Blogger Alex said...

It's been awhile! Good to see you!

I've been rolling around the exact thesis you articulate for the last week, however I remain unsure of what to do with it.

TMT (which is amusingly close to TMNT btw.) would, in theory, allow for little pockets of meaning to exist within a system devoid of any sort of telos.

This, it seems to me, to be the hinge issue. I'm not sure that such a thing is possible. The only way it could be would be to accept (at some level) a brute emotional fact that "I desire X." All questions of, "well sure but why?" would need to be rejected at this point.

Let's have a look at it this way. Call it the factory thought experiment

The Factory Thought Experiment

Consider a factory. It sits somewhere out in northern Saskatchewan. The factory is completely automated and no one knows where it came from or who owns it. As a matter of fact it produces absolutely no product, service or output of any kind. It is completely and totally without purpose. It even runs as if by magic, needing no energy source to sustain itself.

Now on a random vacation to the area you are passing by this very odd factory and you notice a sign offering free tours. Not having anything else planned, you decide to have a look. Once inside you notice the factory is filled with all manner of frantic, automated activity.

Happening across a particularly complicated little piece of machinery you note the many intricate tasks it seems be be performing. Getting the attention of the tour guide you ask, "What is this little gizmo up to?" (how is it contributing to the telos of the system?)

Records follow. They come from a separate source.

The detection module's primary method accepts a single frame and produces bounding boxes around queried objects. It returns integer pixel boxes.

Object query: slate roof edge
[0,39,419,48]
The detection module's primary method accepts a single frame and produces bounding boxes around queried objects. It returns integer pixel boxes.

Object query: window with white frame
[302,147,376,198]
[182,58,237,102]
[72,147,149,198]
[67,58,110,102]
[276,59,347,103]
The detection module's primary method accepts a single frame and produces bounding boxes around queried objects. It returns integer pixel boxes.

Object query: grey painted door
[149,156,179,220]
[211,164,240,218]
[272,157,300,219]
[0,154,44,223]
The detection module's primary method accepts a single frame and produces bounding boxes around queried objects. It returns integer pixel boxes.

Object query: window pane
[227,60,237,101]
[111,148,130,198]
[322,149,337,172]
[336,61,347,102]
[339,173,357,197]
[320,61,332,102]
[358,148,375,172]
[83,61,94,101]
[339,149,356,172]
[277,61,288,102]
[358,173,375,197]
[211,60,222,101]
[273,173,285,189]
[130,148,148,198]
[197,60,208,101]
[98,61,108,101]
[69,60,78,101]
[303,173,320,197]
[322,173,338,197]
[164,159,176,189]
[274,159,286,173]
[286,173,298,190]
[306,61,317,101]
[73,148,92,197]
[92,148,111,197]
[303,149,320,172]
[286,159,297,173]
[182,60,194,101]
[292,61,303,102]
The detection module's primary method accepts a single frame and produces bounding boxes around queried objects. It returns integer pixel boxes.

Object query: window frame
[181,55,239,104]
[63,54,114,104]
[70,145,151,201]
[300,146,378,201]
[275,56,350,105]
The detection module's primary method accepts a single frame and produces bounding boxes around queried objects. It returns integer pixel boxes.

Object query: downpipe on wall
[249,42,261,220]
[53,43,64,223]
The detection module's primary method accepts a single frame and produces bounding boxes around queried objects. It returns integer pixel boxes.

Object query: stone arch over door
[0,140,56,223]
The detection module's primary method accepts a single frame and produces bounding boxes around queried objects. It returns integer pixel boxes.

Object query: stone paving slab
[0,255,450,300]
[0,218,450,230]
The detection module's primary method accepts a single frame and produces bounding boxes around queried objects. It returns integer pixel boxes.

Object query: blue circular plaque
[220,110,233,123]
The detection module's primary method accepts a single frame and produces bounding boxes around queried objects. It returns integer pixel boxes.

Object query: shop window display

The tour guide then begins to expound on how it contributes to the system in which it is a part. Having provided a satisfactory answer regarding how our little device participates in this system you ask the obvious question, "sure, but what does this system do?".

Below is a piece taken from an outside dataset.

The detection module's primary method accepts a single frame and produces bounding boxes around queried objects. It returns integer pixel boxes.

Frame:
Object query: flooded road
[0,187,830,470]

Keeping in mind that our factory ultimately serves no purpose whatsoever, to go on questioning in this fashion must eventually find a dead end.

From here we must ask, does this dead end not render questionable any purpose within the previously mentioned systems and relationships?

8:09 AM

Blogger Matt M said...


Yeah, I've been running things through my head and sort of agree with you there.

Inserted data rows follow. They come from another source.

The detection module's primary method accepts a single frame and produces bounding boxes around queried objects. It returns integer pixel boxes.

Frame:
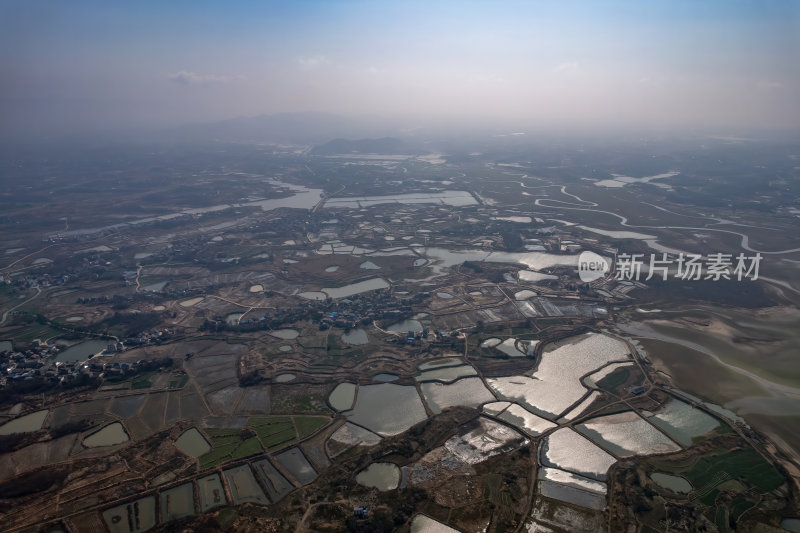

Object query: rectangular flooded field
[72,399,108,419]
[164,392,181,424]
[103,496,156,533]
[108,394,147,418]
[139,392,167,432]
[197,474,228,513]
[420,376,495,414]
[275,447,317,485]
[223,465,269,505]
[487,334,627,418]
[160,483,194,522]
[253,459,294,502]
[181,394,208,420]
[576,411,681,457]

Although I'm yet to be convinced by the AMT either - the purpose of "reality" (whatever that might mean) is completely irrelevant to the experiences I find meaningful.

Besides, the two main flaws I can see with AMT is 1) It seems to be committing the naturalistic fallacy - just because the "purpose" of natural selection is to remove non-beneficial mutations from the gene pool doesn't mean that only actions which fit in with this purpose should be considered meaningful be any specific individual, and 2) purposes themselves can be considered meaningful and unmeaningful - which leaves you with a chicken and egg problem.

What I'm led back to is an expanded form of the EMT - all of the experiences I think as meaningful were ones that (a) influenced the way I see myself and the world I inhabit, and (b) I've considered valuable (either at the time, or later on).

9:07 AM

Blogger Matt M said...

The only way it could be would be to accept (at some level) a brute emotional fact that "I desire X." All questions of, "well sure but why?" would need to be rejected at this point.

Surely "why desire a desire?" is as meaningless a question as "why is reason rational?". It is just a brute fact that forms such a fundamental aspect of our understanding that it cannot be questioned in a meaningful way.

(If you ask me why I desire X you're asking me to provide rational arguments in support of it - but you're yet to justify your desire for rationality.)